With the Academy failing to nominate a single non-white actor in any acting category for the second year in a row, Nate and Ryan watch John Singleton’s breakout 1991 film Boyz N the Hood. The film earned the first-time writer/director nominations for Best Original Screenplay and Best Director, making him not only the youngest person nominated for the award (24 years old), but also the first black person to receive the best directing nomination. It would be 19 years before another black person was nominated for Best Director, when Lee Daniels was nominated for Precious. This second straight year without a non-white acting nominee has prompted many to take a serious look at what is really happening in Hollywood.

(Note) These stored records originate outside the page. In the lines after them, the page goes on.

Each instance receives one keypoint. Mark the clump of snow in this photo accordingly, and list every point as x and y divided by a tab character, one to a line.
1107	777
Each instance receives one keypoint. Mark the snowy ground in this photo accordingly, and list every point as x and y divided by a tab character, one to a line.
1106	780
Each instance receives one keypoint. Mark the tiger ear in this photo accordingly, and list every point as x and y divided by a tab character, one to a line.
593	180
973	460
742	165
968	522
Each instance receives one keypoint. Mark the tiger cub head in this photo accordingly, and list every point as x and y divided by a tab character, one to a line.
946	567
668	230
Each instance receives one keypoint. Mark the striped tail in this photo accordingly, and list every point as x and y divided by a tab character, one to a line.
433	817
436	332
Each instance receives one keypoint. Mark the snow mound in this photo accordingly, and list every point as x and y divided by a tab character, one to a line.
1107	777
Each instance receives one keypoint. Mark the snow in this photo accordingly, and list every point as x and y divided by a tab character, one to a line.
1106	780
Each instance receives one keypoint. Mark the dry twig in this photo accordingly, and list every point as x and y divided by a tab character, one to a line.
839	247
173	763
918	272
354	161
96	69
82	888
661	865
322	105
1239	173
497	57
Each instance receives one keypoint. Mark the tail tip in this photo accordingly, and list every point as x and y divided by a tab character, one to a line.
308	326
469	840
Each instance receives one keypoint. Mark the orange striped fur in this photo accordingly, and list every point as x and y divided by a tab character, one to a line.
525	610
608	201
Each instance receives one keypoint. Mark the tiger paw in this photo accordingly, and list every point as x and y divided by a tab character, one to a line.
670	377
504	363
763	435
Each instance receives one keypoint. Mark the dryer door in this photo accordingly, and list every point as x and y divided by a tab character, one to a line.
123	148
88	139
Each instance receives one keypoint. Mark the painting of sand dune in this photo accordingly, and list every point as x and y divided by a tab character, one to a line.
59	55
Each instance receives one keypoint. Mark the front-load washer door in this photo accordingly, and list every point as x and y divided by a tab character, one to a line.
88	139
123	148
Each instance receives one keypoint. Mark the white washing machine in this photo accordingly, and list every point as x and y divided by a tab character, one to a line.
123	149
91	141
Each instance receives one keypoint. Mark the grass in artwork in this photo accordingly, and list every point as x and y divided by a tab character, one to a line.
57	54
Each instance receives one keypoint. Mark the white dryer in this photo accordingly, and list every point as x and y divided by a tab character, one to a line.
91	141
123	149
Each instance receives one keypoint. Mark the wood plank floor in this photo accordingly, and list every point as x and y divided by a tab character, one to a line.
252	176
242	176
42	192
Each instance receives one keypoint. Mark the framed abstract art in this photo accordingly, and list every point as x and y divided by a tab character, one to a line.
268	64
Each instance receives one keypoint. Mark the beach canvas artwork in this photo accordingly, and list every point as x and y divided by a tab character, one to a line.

Additionally, high-profile and controversial performances by Beyonce at the Super Bowl and Kendrick Lamar at the Grammys are causing (at best) conversation about the realities of systemic racism and life as an African American and (at worst) fear-filled reactions to the idea that these thoughts and feelings are finally being expressed on the world’s biggest stages.
Boyz N the Hood is a unique and personal story from a way of life that was, and is, severely misunderstood by most people in America. Released just one year prior to the Rodney King beating and the riots that followed the acquittal of the police officers responsible, Boyz N the Hood is not only considered a landmark film from a dynamic first-time director, but has proven to be an important primary historical source, telling the story of life in south central Los Angeles as it was happening.